Kid, if you go into journalism you’re out of your freaking mind.

What rule(s) do you live your life by?
By the time-honoured motto of all sports writers: Where’s mine?

What’s the most important tip you can give PR pros?
The same advice every other media person gave: Get off your butt, figure out exactly who you should be making your pitch to and contact only them. A recent phenomenon among PR people is to spam all media with whatever their client is peddling. I am sick and tired of getting pitches for stories about health supplements, for example, when all I write about is hockey. All you do is get you and your agency on my junk email list.

Best experience you’ve had with a PR pro? We love to hear about #wins.
I’ve had similar experiences to this one and all had the same thing in common: the PR rep went the extra mile. In this case, me and a group of Toronto hockey writers made the 60-kilometre trek from downtown Atlanta to the Thrashers’ practice rink because we wanted to interview their young star Ilya Kovalchuk to set up the Leafs-Thrashers game the next night. Rob Koch was the Thrashers’ media-relations guy. It’s too bad the Thrashers moved to Winnipeg and became the Jets because we all loved Rob, who was unfailingly helpful, unlike far too many of his peers these days. It turned out Kovalchuk was excused from practice that day and was not around. Most PR guys would have shrugged and told us too bad. Not Rob. He took us into a board room, called Kovalchuk and did a conference call on the spot. We all went back to our hotels with the story we wanted. Those guys are gold.

I hate?
Most hockey analytics geeks. Aside from having no sense of humour, they all act like they are the true sages of hockey simply because they came up with a few equations to state the obvious. The team that has the puck most usually wins. No kidding, Sherlock. That’s been true since Lord Stanley was talked into spending 35 bucks to buy a certain cup.

I love?
Blues, rockabilly, real rock and roll, Van Morrison, B.B. King, Howlin’ Wolf, Aretha Franklin, Big Joe Turner, The Blasters, Bruce Springsteen, Sam Cooke, Delbert McClinton, Handsome Ned and lots of others. Also, Ian Rankin and Inspector Rebus, Henning Mankell and Wallander. And theatre save for most musicals, which always frosted my children. But I was a enough of a good sport to buy the tickets and sit through them.

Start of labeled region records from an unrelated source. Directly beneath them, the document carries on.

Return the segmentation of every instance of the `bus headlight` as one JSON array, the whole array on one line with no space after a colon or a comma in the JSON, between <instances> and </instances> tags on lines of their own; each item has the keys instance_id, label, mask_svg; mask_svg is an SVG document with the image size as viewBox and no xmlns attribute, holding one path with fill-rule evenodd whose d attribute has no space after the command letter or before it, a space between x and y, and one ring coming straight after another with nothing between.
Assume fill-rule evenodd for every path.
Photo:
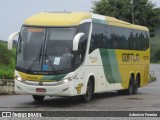
<instances>
[{"instance_id":1,"label":"bus headlight","mask_svg":"<svg viewBox=\"0 0 160 120\"><path fill-rule=\"evenodd\" d=\"M63 83L68 83L68 82L70 82L70 81L72 81L73 79L71 79L71 78L66 78L66 79L64 79L63 80Z\"/></svg>"},{"instance_id":2,"label":"bus headlight","mask_svg":"<svg viewBox=\"0 0 160 120\"><path fill-rule=\"evenodd\" d=\"M18 80L18 81L22 81L22 78L19 76L15 76L14 79Z\"/></svg>"}]
</instances>

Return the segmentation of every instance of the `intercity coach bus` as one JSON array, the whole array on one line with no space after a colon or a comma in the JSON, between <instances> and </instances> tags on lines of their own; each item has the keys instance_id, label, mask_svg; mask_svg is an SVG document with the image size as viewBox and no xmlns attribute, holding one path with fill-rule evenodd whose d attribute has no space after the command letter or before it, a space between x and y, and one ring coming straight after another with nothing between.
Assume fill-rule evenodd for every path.
<instances>
[{"instance_id":1,"label":"intercity coach bus","mask_svg":"<svg viewBox=\"0 0 160 120\"><path fill-rule=\"evenodd\" d=\"M43 12L25 20L18 37L15 92L45 96L136 94L148 84L149 30L109 16Z\"/></svg>"}]
</instances>

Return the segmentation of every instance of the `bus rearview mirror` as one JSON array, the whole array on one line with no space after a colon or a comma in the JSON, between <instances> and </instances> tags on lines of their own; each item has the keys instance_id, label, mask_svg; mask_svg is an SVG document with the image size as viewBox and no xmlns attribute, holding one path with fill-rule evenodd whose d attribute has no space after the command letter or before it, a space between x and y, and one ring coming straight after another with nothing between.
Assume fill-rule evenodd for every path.
<instances>
[{"instance_id":1,"label":"bus rearview mirror","mask_svg":"<svg viewBox=\"0 0 160 120\"><path fill-rule=\"evenodd\" d=\"M12 33L8 38L8 50L12 50L13 40L19 35L19 32Z\"/></svg>"},{"instance_id":2,"label":"bus rearview mirror","mask_svg":"<svg viewBox=\"0 0 160 120\"><path fill-rule=\"evenodd\" d=\"M73 39L73 51L78 50L78 45L81 37L84 36L84 33L78 33Z\"/></svg>"}]
</instances>

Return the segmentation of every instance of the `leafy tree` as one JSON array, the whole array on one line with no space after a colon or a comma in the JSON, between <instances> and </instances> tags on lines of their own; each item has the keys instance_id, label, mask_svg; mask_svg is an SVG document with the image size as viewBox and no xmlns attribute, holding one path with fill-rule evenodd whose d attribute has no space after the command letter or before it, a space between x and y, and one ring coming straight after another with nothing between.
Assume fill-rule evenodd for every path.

Robert Johnson Lost and Found. The authors went through all of the written material on the bluesman to separate fact from fiction. No, he didn’t sell his soul to the devil at the crossroads in exchange for talent but the true story is pretty darn good, too.

Best place on Earth?
P.E.I. for relaxing, New York for everything else.

Dinner guest?
Dan Jenkins, Raymond Chandler and Dashiell Hammett.

My family.

Favourite app (or whatever you’re downloading these days)?
My employer decreed I must use a BlackBerry. I’m not in this game.

Pool or ocean?
Ocean, as long as there is a bar handy.

Voice mail or email?
I suppose email is the lesser of two evils.